Het was een spannende mix, maar dat was dan ook de bedoeling. Sterrenkundigen hebben al heel wat af gespeculeerd over de aard van de Ster van Bethlehem, een bekend fenomeen uit het verhaal over de geboorte van Jezus in de Bijbel. Maar veel Bijbelwetenschappers menen dat dit verhaal uit het evangelie van Mattheüs over de Ster en de wijzen uit het Oosten geen enkele historische betekenis heeft. Daarom leek het sterrenkundige Peter Barthel en Nieuw-Testamenticus Geurt-Henk van Kooten interessant eens een interdisciplinaire conferentie over de Ster van Bethlehem te organiseren.
‘Een van de eerste sterrenkundige die over de Ster speculeerde was Johannes Kepler’, vertelt de Amerikaanse sterrenkundige Owen Gingerich. Tot die tijd werd de Ster als een bovennatuurlijk fenomeen gezien, mogelijk een engel. Kepler observeerde in 1603 een ‘Grote Conjunctie’, de samenstand van Jupiter en Saturnus, waar ook Mars aan mee deed. Hij berekende dat Jupiter en Saturnus ook in het jaar 7 voor Christus in conjunctie stonden. Dat kan de Ster geweest zijn. ‘Kepler dateerde de geboorte van Jezus op 5 voor Christus, zodat de Wijzen tijd hadden om naar Judea te reizen.’

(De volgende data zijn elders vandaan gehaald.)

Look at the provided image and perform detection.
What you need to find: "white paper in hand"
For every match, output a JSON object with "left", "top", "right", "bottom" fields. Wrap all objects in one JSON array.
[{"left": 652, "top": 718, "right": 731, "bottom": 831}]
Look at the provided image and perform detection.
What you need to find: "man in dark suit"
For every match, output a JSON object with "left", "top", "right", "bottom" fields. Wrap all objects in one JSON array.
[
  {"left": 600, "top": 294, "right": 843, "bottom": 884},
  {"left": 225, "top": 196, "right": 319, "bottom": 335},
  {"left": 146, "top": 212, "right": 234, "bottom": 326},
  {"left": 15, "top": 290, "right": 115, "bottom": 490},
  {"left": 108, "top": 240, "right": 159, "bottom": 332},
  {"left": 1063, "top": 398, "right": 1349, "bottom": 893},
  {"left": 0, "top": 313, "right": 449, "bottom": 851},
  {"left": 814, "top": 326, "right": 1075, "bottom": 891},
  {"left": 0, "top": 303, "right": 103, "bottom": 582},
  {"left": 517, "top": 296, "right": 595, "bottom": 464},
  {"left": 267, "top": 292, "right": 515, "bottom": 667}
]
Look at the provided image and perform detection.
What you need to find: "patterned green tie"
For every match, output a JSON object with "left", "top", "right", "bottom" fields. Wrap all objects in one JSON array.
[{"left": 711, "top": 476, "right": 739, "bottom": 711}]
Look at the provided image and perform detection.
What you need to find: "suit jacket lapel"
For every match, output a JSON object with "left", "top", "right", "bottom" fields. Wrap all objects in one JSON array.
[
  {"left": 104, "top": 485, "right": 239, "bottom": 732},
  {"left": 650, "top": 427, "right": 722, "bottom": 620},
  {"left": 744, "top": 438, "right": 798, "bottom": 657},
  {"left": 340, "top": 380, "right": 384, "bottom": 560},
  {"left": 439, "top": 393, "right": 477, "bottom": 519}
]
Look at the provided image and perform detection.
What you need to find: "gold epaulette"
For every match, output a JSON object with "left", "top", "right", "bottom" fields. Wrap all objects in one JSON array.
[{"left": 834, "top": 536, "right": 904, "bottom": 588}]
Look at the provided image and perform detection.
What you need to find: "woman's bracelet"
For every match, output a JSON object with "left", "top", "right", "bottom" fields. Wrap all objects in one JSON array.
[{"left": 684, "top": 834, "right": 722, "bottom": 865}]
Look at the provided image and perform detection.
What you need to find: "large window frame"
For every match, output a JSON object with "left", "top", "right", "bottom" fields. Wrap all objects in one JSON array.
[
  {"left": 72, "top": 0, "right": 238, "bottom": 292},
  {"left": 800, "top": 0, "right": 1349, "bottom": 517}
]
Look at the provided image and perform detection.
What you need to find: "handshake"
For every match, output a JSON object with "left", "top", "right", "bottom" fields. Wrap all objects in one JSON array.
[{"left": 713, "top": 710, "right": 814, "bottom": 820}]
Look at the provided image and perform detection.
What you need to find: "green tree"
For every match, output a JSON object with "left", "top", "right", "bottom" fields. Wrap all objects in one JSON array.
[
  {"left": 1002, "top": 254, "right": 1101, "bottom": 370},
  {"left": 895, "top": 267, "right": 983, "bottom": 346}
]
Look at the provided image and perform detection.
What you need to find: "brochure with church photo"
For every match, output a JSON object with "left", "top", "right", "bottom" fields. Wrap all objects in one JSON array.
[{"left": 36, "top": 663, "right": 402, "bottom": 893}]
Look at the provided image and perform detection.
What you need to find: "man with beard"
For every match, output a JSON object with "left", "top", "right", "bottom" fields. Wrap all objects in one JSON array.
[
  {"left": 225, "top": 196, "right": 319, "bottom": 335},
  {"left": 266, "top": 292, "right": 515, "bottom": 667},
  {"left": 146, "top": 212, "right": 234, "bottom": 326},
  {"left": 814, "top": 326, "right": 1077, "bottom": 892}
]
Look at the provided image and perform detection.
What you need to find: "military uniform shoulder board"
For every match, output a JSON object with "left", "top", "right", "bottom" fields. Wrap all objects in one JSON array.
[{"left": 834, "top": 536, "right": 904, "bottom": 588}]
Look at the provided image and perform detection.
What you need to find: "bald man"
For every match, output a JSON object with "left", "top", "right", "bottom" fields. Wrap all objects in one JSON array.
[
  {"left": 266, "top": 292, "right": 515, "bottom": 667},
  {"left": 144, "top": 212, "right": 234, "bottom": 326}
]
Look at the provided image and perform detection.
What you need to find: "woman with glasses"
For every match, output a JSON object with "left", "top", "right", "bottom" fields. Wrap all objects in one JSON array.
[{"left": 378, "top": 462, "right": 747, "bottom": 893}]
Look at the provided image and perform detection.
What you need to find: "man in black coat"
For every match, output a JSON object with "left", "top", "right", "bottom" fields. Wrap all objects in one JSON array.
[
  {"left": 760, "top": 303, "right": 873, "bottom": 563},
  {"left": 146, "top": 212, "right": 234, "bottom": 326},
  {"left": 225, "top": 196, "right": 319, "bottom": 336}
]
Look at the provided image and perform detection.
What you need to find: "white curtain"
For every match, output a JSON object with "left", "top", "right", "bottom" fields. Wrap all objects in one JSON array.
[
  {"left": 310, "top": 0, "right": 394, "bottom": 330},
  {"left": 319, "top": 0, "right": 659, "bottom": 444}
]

Sterrenkundigen hebben ook meer recent een bijdrage geleverd aan het vaststellen van het geboortejaar van Jezus. Volgens de evangeliën was dat kort voor de dood van koning Herodes. Alleen is er geen sterfdatum bekend voor deze vorst. De enige aanwijzing in historische documenten is dat hij stierf kort na een maansverduistering (die als slecht voorteken werd gezien) en kort voor de viering van Pesach. Tegenwoordig kunnen sterrenkundigen de stand van hemellichamen op elk gewenst moment in verleden of toekomst berekenen, en zij lieten zien dat er in het jaar 4 voor Christus in Jeruzalem een maansverduistering plaatsvond vlak voor Pesach.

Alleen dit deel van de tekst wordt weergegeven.